Libéré du rythme de travail effréné de cette profession, l’ancien négociant avait le profil idéal pour représenter ses confrères. Connaisseur, respecté par tous et homme de dialogue, il n’exerce plus d’activité commerciale à grande échelle ce qui lui donne une seine légitimité dans un milieu où la concurrence rend délicat tout engagement public.

Défendre les intérêts des négociants


S’ils ont un peu de mal à s’investir dans leur syndicat professionnel, les commerçants en bestiaux ont pourtant grand besoin d’être représentés auprès des organisations agricoles, de la filière et des pouvoirs publics. « Les entreprises de commerce de bétail et de viande ont besoin de voir défendre leurs intérêts professionnels », explique Paul Pacaud. C’est à cette mission que se consacre le nouveau président depuis le mois de septembre dernier. « Je représente les commerçants à toutes les réunions auxquelles je suis invité et, en même temps, je leur fait remonter les informations que je reçois lors de ces rencontres », confie-t-il. Le SCB 71 est affilié à la Fédération française des commerçants en bestiaux (FFCB), laquelle défend les intérêts des professionnels du bétail aux niveaux national et européen.

60 % des animaux passent par le privé


Une cinquantaine de commerçants sont en activité en Saône-et-Loire dont un tiers adhère au SCB 71. S’il est peu représenté dans les organisations de filière, le commerce privé absorbe pourtant 60 % des animaux produits en ferme au niveau national.
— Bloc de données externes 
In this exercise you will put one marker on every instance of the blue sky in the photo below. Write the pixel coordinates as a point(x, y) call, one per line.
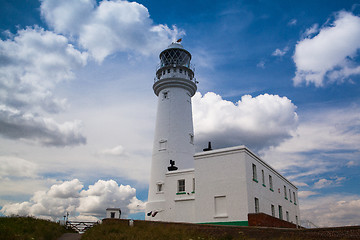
point(77, 111)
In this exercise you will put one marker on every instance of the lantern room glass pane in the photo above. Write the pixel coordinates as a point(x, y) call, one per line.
point(175, 56)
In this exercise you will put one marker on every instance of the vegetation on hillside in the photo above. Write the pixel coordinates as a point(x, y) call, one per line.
point(119, 229)
point(143, 230)
point(24, 228)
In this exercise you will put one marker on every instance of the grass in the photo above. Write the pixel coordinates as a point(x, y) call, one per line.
point(120, 229)
point(143, 230)
point(29, 228)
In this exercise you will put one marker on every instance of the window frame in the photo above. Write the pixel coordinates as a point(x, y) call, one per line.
point(181, 186)
point(257, 205)
point(254, 171)
point(270, 183)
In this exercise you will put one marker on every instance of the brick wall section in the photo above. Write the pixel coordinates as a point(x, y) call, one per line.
point(264, 220)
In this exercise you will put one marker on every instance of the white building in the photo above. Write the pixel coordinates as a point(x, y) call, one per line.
point(217, 186)
point(113, 213)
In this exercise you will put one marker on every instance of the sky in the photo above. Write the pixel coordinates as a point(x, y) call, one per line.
point(77, 109)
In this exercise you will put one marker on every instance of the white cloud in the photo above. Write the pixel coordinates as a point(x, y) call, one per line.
point(115, 151)
point(19, 125)
point(70, 196)
point(292, 22)
point(327, 57)
point(351, 164)
point(305, 194)
point(34, 61)
point(259, 122)
point(16, 167)
point(108, 27)
point(300, 184)
point(331, 211)
point(261, 64)
point(279, 53)
point(311, 31)
point(325, 140)
point(323, 183)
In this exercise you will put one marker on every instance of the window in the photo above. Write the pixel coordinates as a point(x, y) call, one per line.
point(165, 95)
point(256, 205)
point(159, 187)
point(280, 212)
point(290, 194)
point(181, 185)
point(254, 173)
point(191, 138)
point(162, 144)
point(272, 210)
point(220, 206)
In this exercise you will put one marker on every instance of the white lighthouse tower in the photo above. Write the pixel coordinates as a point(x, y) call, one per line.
point(173, 147)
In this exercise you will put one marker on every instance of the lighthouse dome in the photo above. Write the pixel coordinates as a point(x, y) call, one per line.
point(176, 55)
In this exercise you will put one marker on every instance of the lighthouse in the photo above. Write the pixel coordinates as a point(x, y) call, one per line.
point(217, 186)
point(173, 147)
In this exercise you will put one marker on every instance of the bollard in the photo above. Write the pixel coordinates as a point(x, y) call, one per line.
point(131, 223)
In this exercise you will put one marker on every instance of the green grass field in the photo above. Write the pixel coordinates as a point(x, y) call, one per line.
point(28, 228)
point(143, 230)
point(120, 229)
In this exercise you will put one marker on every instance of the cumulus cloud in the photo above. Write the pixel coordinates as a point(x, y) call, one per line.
point(115, 151)
point(325, 141)
point(328, 56)
point(322, 183)
point(292, 22)
point(261, 64)
point(15, 124)
point(332, 210)
point(305, 194)
point(70, 196)
point(279, 53)
point(18, 167)
point(33, 62)
point(108, 27)
point(259, 122)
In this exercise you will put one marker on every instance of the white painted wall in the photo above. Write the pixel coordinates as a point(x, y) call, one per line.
point(265, 195)
point(220, 173)
point(115, 211)
point(174, 132)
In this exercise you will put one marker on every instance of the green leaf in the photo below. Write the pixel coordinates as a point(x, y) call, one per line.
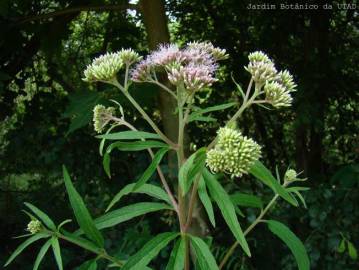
point(42, 216)
point(259, 171)
point(206, 201)
point(135, 146)
point(81, 242)
point(149, 251)
point(176, 261)
point(247, 200)
point(41, 254)
point(57, 252)
point(82, 215)
point(226, 206)
point(205, 258)
point(152, 168)
point(123, 214)
point(292, 241)
point(129, 135)
point(341, 247)
point(194, 116)
point(25, 244)
point(151, 190)
point(352, 251)
point(193, 165)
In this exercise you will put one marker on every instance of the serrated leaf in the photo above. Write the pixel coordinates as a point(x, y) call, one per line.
point(152, 168)
point(206, 201)
point(352, 251)
point(57, 252)
point(41, 254)
point(129, 135)
point(82, 215)
point(292, 241)
point(259, 171)
point(149, 251)
point(125, 213)
point(42, 216)
point(177, 257)
point(247, 200)
point(204, 256)
point(221, 197)
point(151, 190)
point(24, 245)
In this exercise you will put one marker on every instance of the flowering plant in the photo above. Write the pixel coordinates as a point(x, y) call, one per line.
point(189, 70)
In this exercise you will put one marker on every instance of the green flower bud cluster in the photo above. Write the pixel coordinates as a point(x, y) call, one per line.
point(34, 226)
point(104, 67)
point(102, 116)
point(233, 154)
point(277, 94)
point(290, 175)
point(129, 56)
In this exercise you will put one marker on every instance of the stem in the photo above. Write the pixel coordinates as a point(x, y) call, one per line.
point(250, 228)
point(159, 171)
point(144, 114)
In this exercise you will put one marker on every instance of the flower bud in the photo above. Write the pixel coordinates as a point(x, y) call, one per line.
point(290, 175)
point(129, 56)
point(103, 68)
point(102, 116)
point(277, 95)
point(34, 226)
point(233, 154)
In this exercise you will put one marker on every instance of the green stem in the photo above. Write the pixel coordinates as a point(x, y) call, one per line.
point(250, 228)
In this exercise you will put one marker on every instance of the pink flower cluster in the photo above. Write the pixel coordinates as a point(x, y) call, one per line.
point(193, 67)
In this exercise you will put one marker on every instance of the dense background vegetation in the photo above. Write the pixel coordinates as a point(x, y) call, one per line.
point(46, 113)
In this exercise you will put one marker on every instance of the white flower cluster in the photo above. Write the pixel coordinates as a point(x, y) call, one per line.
point(277, 85)
point(34, 226)
point(102, 116)
point(105, 67)
point(233, 154)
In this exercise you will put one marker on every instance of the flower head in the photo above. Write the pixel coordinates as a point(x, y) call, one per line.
point(277, 95)
point(102, 116)
point(286, 79)
point(34, 226)
point(129, 56)
point(233, 154)
point(290, 175)
point(104, 67)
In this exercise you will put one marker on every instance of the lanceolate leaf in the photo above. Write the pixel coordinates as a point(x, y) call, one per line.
point(152, 168)
point(246, 200)
point(57, 252)
point(204, 256)
point(41, 254)
point(25, 244)
point(123, 214)
point(206, 201)
point(151, 190)
point(176, 261)
point(227, 209)
point(129, 135)
point(82, 215)
point(292, 241)
point(259, 171)
point(149, 251)
point(42, 216)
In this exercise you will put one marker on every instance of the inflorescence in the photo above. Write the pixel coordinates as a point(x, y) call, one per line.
point(233, 154)
point(277, 85)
Le privé est de loin le premier opérateur départemental. « Les douze plus importantes entreprises totalisent 240 millions d’€ de chiffre d’affaires pour 217.000 bovins au rythme de 4.230 bovins par semaine », fait valoir Paul Pacaud. A lui seul, « l’export représente 89.000 têtes pour un chiffre d’affaires de 95.500.000 € ». Le département compte « 17 centres de rassemblement privés agréés pour l’export et 22 autres dotés d’agréments provisoires », détaille encore le président. Les entreprises ont su investir dans les mises aux normes de leurs outils. Intégrant les directives des Services vétérinaires, elles sont aujourd’hui conformes en matière d’environnement, de sanitaire et de transport, explique Paul Pacaud.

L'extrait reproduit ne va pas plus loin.